It was eighteen years old for the first six weeks of 1968; the year began with me going to Guernsey, driving down to Weymouth in the snow with my father. Dad took the mailboat back to England after a few days, but I remained on the island with sister Tiggy. She was returning to work as a teacher at Elizabeth College; this was a boys’ school, and she was the only female member of staff in the Prep School. I believe she was quite cosseted. I was meant to be improving my Latin, and to that end I had a number of  tutorials with the classics master at the school. I had been informed by Eric Smith, who was to be one of my history tutors at St Peter’s, that my Latin needed improvement; hence (in theory) my stay on Guernsey.  I remember a lot of things about that spring on the Channel Islands, but I cannot believe that I did much studying. However, at the end of the year I passed my prelims, which included a paper on Bede, requiring not only reading large chunks of Latin, but also (I seem to recall) involved answering some questions in the language; so perhaps I did more than I now remember.

What was more entertaining was exploring the coast of Guernsey. This included the cliffs of the  South Coast and the more gentle sandy beaches to the north. All along the coast were the German defences,  then not much more than twenty years old.  The bunkers and lookout towers were built with much more architectural integrity than the utilitarian British pill boxes that I knew back in England, but the fact that they were Nazi buildings constructed by slave labour gave them a sinister quality that they retain to this day.

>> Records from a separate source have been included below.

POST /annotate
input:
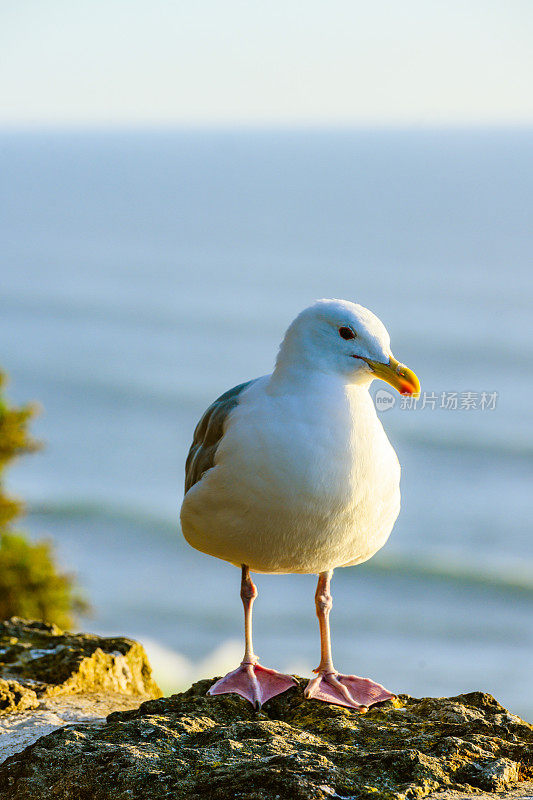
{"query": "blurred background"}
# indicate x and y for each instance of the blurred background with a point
(178, 181)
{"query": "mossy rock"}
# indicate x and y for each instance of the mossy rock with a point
(191, 746)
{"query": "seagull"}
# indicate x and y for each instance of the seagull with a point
(292, 472)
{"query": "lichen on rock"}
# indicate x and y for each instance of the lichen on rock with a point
(191, 746)
(40, 657)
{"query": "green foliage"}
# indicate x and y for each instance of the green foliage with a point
(30, 584)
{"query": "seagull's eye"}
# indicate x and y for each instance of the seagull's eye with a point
(346, 333)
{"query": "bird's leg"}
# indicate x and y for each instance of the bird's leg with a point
(330, 685)
(252, 681)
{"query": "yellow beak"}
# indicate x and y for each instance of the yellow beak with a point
(398, 375)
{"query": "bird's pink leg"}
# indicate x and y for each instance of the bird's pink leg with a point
(252, 681)
(330, 685)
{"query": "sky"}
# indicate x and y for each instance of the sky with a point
(232, 62)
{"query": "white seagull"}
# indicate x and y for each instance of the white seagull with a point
(293, 472)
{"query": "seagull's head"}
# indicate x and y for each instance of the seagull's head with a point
(343, 338)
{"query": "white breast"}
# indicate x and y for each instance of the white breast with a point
(302, 482)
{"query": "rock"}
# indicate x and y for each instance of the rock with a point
(15, 697)
(194, 747)
(42, 658)
(49, 678)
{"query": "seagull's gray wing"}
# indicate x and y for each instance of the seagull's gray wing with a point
(208, 434)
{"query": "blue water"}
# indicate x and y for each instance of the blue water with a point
(143, 273)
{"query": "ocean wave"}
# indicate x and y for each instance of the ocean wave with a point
(508, 575)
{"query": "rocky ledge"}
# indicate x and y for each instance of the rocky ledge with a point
(217, 748)
(49, 678)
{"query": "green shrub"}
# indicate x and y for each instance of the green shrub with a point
(30, 584)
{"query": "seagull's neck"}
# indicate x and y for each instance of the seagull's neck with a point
(296, 378)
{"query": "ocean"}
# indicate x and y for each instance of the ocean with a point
(145, 272)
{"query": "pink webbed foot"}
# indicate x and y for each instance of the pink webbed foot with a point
(346, 690)
(253, 682)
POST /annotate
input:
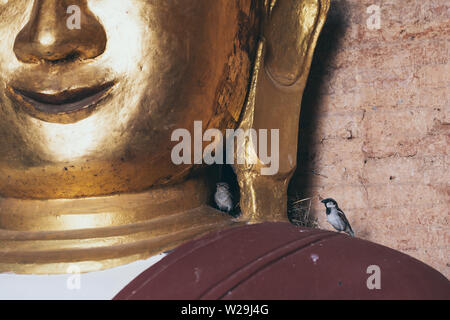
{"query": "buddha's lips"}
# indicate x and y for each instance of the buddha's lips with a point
(65, 101)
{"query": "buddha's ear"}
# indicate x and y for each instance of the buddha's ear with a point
(291, 30)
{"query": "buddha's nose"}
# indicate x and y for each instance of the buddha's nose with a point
(60, 31)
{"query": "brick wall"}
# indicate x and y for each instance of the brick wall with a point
(374, 131)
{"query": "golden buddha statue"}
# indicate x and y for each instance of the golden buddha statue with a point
(87, 113)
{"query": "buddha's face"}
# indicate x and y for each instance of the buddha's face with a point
(90, 111)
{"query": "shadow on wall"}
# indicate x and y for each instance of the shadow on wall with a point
(326, 50)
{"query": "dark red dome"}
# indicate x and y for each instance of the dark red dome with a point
(281, 261)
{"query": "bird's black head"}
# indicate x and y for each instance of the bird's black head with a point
(329, 203)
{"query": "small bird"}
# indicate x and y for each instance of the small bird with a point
(223, 197)
(336, 217)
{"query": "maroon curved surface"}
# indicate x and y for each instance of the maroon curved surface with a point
(279, 261)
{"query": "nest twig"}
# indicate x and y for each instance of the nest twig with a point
(299, 212)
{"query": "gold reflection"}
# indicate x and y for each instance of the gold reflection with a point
(86, 118)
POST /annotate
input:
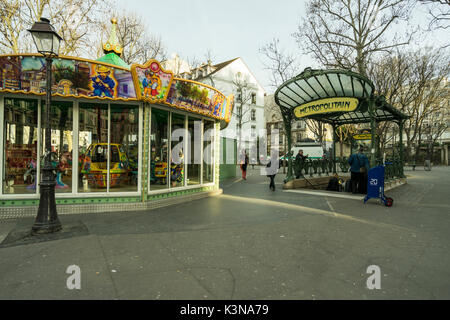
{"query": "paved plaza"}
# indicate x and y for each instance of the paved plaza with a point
(248, 243)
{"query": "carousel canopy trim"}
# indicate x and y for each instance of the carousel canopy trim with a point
(323, 95)
(83, 78)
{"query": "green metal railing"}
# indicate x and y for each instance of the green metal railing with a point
(320, 167)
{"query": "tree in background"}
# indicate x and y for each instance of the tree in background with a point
(74, 20)
(138, 43)
(243, 95)
(415, 83)
(346, 34)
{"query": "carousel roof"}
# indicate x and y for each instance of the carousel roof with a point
(314, 85)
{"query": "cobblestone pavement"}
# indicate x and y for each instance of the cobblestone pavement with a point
(248, 243)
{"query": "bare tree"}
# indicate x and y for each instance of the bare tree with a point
(346, 33)
(425, 92)
(243, 94)
(74, 20)
(390, 75)
(281, 65)
(439, 11)
(138, 44)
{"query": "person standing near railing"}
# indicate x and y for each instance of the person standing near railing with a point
(300, 158)
(359, 165)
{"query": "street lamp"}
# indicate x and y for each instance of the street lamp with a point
(47, 43)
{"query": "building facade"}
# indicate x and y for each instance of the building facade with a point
(300, 131)
(233, 77)
(122, 137)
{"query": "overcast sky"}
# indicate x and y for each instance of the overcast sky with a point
(230, 29)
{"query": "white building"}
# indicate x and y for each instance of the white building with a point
(223, 76)
(300, 131)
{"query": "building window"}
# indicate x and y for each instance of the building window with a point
(253, 132)
(93, 148)
(159, 153)
(208, 152)
(61, 126)
(194, 145)
(124, 148)
(20, 145)
(177, 150)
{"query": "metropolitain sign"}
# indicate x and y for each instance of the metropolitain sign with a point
(326, 106)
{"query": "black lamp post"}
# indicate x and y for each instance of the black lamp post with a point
(47, 42)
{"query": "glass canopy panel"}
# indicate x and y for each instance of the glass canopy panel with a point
(286, 100)
(306, 90)
(359, 91)
(293, 94)
(336, 85)
(368, 89)
(299, 94)
(326, 85)
(317, 87)
(347, 84)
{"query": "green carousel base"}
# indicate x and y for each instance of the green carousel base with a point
(12, 209)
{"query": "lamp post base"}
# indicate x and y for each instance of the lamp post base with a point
(47, 218)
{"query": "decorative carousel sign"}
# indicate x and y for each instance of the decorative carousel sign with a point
(71, 77)
(152, 82)
(363, 135)
(326, 106)
(82, 78)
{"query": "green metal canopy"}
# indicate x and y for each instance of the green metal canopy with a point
(336, 97)
(314, 85)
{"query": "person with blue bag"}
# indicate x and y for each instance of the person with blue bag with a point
(359, 165)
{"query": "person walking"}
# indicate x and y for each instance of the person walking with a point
(359, 164)
(244, 164)
(300, 158)
(271, 173)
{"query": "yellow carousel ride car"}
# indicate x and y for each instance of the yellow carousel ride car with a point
(95, 165)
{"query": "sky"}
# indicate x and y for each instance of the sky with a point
(230, 29)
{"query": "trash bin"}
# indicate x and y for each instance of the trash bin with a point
(375, 185)
(427, 165)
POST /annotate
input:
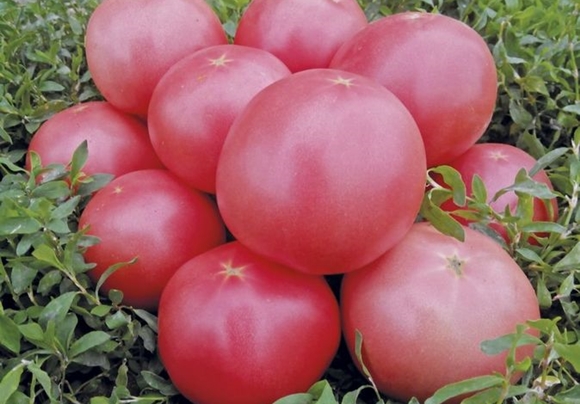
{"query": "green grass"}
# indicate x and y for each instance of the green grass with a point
(60, 341)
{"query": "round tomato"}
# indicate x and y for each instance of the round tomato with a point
(150, 216)
(497, 165)
(193, 106)
(439, 67)
(304, 34)
(118, 143)
(323, 171)
(236, 328)
(130, 44)
(424, 308)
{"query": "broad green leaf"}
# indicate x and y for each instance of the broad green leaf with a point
(10, 382)
(478, 190)
(9, 334)
(110, 271)
(569, 396)
(46, 254)
(32, 332)
(298, 398)
(505, 342)
(530, 255)
(322, 391)
(570, 261)
(569, 352)
(88, 341)
(464, 387)
(548, 159)
(452, 177)
(19, 225)
(547, 227)
(52, 190)
(149, 318)
(158, 383)
(442, 220)
(44, 379)
(57, 309)
(79, 159)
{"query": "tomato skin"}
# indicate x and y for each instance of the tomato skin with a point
(439, 67)
(130, 44)
(323, 171)
(497, 165)
(236, 328)
(118, 143)
(422, 324)
(153, 216)
(292, 29)
(193, 106)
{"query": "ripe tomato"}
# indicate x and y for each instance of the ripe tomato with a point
(439, 67)
(152, 216)
(193, 106)
(497, 165)
(323, 171)
(236, 328)
(425, 306)
(304, 34)
(130, 44)
(117, 142)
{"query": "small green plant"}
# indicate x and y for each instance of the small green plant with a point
(63, 342)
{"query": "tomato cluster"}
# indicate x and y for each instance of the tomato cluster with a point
(309, 143)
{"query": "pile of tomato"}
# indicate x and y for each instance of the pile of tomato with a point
(246, 172)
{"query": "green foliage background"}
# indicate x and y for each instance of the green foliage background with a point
(63, 342)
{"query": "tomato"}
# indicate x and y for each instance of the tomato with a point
(497, 165)
(130, 44)
(424, 308)
(323, 171)
(152, 216)
(439, 67)
(118, 143)
(239, 329)
(304, 34)
(193, 106)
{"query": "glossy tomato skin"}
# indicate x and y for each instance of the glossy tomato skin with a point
(130, 44)
(152, 216)
(194, 105)
(117, 142)
(239, 329)
(304, 34)
(323, 171)
(426, 305)
(439, 67)
(497, 165)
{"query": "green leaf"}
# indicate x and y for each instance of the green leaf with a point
(464, 387)
(10, 382)
(46, 254)
(452, 177)
(149, 318)
(88, 341)
(548, 159)
(79, 159)
(44, 379)
(9, 334)
(570, 261)
(57, 309)
(158, 383)
(19, 225)
(323, 393)
(442, 220)
(32, 332)
(571, 353)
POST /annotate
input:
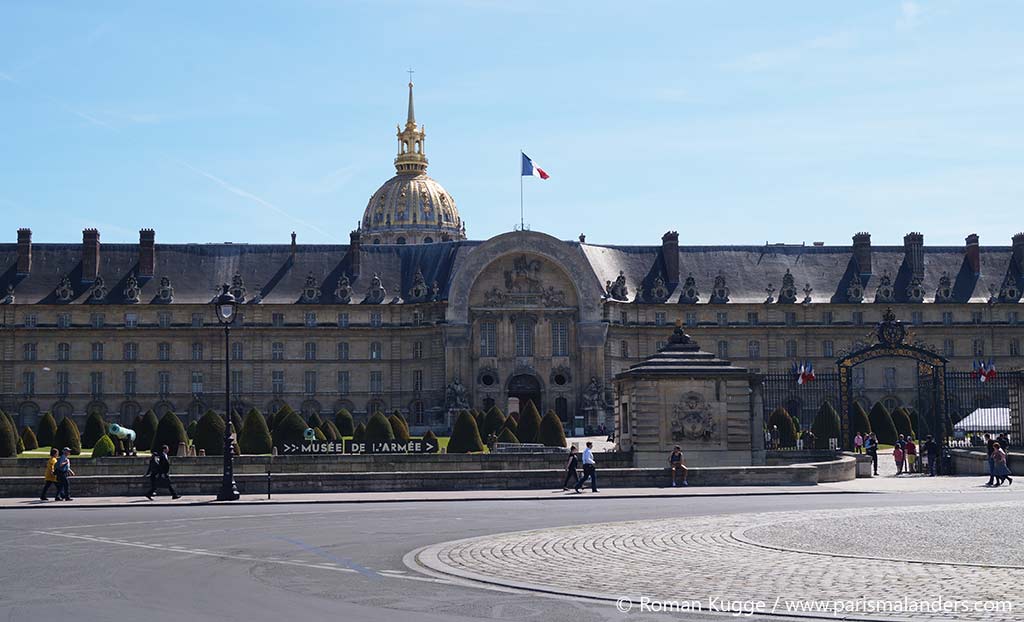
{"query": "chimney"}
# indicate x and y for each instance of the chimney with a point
(90, 254)
(913, 249)
(973, 253)
(862, 254)
(24, 251)
(353, 251)
(1019, 253)
(670, 254)
(146, 252)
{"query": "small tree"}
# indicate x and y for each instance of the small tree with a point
(29, 439)
(552, 433)
(255, 436)
(102, 448)
(145, 433)
(882, 424)
(826, 425)
(379, 429)
(171, 432)
(399, 428)
(45, 429)
(529, 423)
(68, 437)
(786, 430)
(210, 433)
(465, 436)
(344, 422)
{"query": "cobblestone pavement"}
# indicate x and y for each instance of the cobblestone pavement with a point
(724, 557)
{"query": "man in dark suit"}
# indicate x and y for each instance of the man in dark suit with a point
(160, 473)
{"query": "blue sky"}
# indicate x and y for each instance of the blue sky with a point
(730, 122)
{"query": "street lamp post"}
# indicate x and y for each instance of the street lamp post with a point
(226, 307)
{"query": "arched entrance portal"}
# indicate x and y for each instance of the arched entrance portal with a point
(523, 387)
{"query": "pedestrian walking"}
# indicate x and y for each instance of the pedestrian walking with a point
(50, 478)
(1001, 469)
(676, 465)
(589, 468)
(159, 472)
(570, 469)
(64, 472)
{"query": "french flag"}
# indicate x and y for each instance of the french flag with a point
(531, 170)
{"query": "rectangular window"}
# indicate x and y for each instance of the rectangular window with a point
(754, 349)
(29, 383)
(130, 383)
(523, 337)
(64, 384)
(488, 338)
(96, 383)
(560, 337)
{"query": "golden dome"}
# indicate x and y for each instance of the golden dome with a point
(411, 208)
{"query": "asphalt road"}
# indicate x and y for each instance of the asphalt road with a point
(311, 562)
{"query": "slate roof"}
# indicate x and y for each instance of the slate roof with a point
(197, 270)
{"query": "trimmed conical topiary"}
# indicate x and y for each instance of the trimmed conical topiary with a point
(45, 429)
(882, 424)
(171, 432)
(826, 425)
(529, 423)
(786, 430)
(68, 437)
(552, 433)
(102, 448)
(379, 429)
(145, 432)
(255, 437)
(465, 436)
(344, 422)
(29, 439)
(210, 433)
(399, 428)
(290, 430)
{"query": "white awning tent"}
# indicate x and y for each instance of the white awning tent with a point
(985, 420)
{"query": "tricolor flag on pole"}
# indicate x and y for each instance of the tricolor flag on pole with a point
(531, 170)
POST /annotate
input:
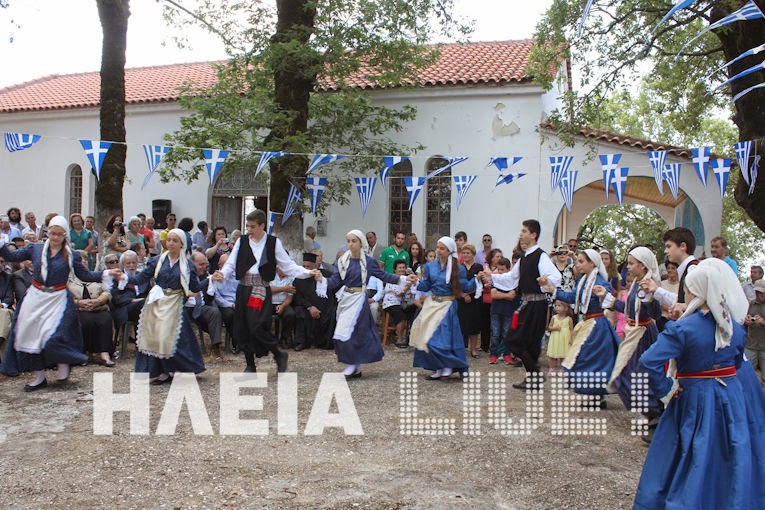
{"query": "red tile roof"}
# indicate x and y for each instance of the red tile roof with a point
(459, 64)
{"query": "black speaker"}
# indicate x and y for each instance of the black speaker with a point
(160, 208)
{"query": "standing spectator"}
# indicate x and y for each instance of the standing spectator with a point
(483, 253)
(755, 327)
(719, 250)
(755, 274)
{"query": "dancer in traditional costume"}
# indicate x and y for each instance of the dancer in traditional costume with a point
(436, 333)
(707, 451)
(641, 312)
(165, 341)
(594, 344)
(46, 330)
(356, 338)
(254, 260)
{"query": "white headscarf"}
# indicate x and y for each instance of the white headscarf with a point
(182, 260)
(345, 259)
(713, 283)
(588, 282)
(452, 247)
(57, 221)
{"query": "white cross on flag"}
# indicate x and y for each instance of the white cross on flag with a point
(366, 188)
(214, 159)
(96, 151)
(316, 187)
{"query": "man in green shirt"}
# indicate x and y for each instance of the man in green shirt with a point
(394, 252)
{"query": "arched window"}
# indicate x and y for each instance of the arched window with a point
(438, 191)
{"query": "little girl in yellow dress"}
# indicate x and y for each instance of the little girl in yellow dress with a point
(560, 328)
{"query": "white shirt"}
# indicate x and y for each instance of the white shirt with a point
(283, 260)
(509, 281)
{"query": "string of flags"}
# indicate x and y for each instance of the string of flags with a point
(562, 178)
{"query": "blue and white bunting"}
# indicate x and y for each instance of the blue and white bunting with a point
(154, 155)
(463, 183)
(558, 166)
(700, 161)
(366, 188)
(214, 159)
(657, 159)
(748, 12)
(265, 157)
(323, 159)
(567, 184)
(413, 188)
(619, 182)
(293, 197)
(609, 163)
(96, 151)
(315, 187)
(389, 162)
(20, 141)
(671, 174)
(721, 169)
(452, 162)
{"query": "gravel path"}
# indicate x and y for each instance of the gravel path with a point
(50, 455)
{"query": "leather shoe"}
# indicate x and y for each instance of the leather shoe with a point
(281, 361)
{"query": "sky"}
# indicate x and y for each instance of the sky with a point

Joe Mason and Bill Wragge, Rimini 1968.

Joe Mason and Bill Wragge, Rimini 1968.

I returned to England to spend the summer  on daily walks with our old dog Jet, just a few steps up the lane with him before he turned round to go home. In July I flew out to Basle from Manchester Airport with my friend Bill. This was the first jet I had flown in, and it was a BAC 1111. In it we sat facing the rear of the plane. This is a sensible arrangement from a safety point of view, but it is unpopular with the customers; the only other aircraft I have flown in that used this seating plan was a VC 10 belonging to the RAF. We went by coach across Switzerland to holiday in Rimini on the Adriatic. Some of you may have read my account of this trip in an earlier post in my blog. In August I spent some time out in Sole Bay off Southwold in my canoe, but without my sister Tig who had flown out to Edmonton Alberta to see our elder sister Chris. You may have realised already that hardly any of what I have to say about 1968 relates to Norfolk.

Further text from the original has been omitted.